La tâche est rendue encore plus difficile pour les professionnels. Et à cela s’ajoute, ironie du sort, la liberté du juge d’interpréter les différents droits (ancien et intermédiaire) à la lumière de la loi de ratification !

Que conseillez-vous aux juristes concernant l’aménagement des contrats en cours et les contrats qui seront soumis au nouveau texte ?

Il ne faut pas être alarmiste. Le résultat reste modéré. Cela aurait pu être plus grave. Finalement, les praticiens pourront profiter des débats parlementaires afin de mieux articuler le droit commun et les règles spéciales ou de mieux distinguer les règles supplétives des règles impératives.
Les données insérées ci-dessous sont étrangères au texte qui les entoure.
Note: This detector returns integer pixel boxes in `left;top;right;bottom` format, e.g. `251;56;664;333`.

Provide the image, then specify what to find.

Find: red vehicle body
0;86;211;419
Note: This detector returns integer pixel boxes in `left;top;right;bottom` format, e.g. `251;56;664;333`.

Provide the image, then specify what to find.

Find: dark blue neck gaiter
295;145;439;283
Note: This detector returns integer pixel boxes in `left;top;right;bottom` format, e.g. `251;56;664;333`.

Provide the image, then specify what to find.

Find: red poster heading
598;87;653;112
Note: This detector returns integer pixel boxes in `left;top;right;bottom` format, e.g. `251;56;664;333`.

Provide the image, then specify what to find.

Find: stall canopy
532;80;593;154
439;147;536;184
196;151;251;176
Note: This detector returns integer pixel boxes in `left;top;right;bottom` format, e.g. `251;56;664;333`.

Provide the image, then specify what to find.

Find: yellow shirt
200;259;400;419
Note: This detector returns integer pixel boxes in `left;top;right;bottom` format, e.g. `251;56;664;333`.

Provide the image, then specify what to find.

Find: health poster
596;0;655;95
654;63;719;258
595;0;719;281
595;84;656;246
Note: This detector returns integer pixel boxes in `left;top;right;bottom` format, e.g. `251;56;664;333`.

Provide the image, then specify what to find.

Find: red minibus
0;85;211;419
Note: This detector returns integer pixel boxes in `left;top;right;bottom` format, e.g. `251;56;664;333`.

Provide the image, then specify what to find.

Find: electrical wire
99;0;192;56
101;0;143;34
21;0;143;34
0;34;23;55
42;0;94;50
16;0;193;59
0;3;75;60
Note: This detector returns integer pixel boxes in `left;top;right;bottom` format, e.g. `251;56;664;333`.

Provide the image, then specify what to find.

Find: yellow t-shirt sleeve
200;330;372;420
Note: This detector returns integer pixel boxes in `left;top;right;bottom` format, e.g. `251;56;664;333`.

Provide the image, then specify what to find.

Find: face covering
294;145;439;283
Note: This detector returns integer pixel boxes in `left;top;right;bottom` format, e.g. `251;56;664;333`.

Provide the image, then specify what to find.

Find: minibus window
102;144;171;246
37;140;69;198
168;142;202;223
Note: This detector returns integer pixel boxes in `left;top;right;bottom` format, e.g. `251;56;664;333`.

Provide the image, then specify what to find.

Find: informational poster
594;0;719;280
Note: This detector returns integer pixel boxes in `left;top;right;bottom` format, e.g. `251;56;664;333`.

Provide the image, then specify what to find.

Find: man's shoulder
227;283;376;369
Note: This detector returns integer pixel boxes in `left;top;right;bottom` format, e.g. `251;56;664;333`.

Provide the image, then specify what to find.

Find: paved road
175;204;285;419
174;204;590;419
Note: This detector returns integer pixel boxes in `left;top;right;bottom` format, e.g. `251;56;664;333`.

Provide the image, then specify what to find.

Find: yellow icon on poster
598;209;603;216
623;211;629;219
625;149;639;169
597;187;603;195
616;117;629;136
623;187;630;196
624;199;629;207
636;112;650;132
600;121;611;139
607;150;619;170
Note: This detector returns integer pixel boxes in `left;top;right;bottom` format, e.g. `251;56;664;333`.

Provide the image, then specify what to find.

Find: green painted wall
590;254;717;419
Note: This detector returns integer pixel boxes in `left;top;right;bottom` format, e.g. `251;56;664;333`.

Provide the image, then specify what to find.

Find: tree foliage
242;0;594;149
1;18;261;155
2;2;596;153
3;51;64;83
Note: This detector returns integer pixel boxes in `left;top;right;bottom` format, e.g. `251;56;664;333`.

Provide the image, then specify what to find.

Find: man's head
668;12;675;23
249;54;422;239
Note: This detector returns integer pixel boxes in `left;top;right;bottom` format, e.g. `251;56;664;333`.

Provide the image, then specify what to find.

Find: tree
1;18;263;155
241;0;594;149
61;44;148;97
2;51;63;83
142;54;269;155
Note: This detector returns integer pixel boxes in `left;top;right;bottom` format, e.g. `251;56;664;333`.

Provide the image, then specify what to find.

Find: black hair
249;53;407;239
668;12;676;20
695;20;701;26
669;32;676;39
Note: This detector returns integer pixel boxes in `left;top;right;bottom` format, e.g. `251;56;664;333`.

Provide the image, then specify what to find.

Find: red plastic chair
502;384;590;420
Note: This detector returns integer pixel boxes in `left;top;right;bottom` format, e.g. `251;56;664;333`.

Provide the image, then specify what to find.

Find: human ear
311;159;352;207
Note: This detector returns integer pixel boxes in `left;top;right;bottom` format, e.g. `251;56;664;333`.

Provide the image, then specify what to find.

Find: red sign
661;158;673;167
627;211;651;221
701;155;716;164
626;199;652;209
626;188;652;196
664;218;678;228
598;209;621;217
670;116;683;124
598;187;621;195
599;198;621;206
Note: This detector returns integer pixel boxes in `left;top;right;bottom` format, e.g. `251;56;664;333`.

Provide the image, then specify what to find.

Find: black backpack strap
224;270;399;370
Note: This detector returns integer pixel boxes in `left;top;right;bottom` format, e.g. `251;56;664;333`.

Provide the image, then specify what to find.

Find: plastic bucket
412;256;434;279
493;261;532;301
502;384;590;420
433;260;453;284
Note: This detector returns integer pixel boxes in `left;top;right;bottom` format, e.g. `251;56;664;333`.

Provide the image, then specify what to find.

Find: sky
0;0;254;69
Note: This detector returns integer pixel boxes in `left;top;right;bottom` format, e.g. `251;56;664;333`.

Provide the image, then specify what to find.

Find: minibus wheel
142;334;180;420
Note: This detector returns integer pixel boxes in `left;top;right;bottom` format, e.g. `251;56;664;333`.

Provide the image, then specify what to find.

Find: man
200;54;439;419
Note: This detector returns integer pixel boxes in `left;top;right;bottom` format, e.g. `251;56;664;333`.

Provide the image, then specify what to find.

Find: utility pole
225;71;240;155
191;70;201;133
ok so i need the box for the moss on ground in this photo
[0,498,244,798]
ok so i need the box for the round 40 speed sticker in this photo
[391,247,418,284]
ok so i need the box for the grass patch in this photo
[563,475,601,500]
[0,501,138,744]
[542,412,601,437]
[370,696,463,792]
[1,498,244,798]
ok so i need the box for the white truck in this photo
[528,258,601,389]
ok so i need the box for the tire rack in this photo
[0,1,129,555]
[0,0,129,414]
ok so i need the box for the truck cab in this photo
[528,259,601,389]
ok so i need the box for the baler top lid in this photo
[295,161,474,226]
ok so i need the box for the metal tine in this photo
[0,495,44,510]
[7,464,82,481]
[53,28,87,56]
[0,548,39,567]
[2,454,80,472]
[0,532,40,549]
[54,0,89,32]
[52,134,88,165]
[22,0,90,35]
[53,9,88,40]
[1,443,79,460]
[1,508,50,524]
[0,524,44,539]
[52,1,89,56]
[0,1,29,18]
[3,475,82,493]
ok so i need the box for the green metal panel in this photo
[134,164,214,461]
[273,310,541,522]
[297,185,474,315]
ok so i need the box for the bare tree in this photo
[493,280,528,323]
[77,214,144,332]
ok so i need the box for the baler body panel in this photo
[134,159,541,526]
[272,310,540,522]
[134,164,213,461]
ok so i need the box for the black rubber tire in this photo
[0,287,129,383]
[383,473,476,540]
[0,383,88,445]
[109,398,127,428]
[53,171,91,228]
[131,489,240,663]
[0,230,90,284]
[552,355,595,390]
Ces propositions et réflexions pendant les travaux préparatoires de la loi de ratification relèvent-elles pour autant de la ratio legis ? S’il s’agit d’expliquer les textes nouveaux et modifiés par la loi, sans aucun doute. En revanche, les interprétations des textes de l’ordonnance qui n’ont pas été modifiés par la loi de ratification ne relèvent pas au sens strict de la recherche de la ratio legis, dès lors que ces textes n’ont pas été - à proprement parler - rédigés par les parlementaires. Il s’agit, pour ces derniers textes non modifiés, d’une interprétation proposée par les parlementaires, parmi d’autres interprétations. Le Sénat a ainsi considéré que son rôle était d’expliquer certaines règles issues du texte. Leur interprétation peut guider les praticiens et leur donner quelques pistes. Il y a des éclairages qui peuvent s’avérer utiles aux juristes pour aménager leurs contrats. En fin de parcours, le juge aura tout de même toujours le dernier mot.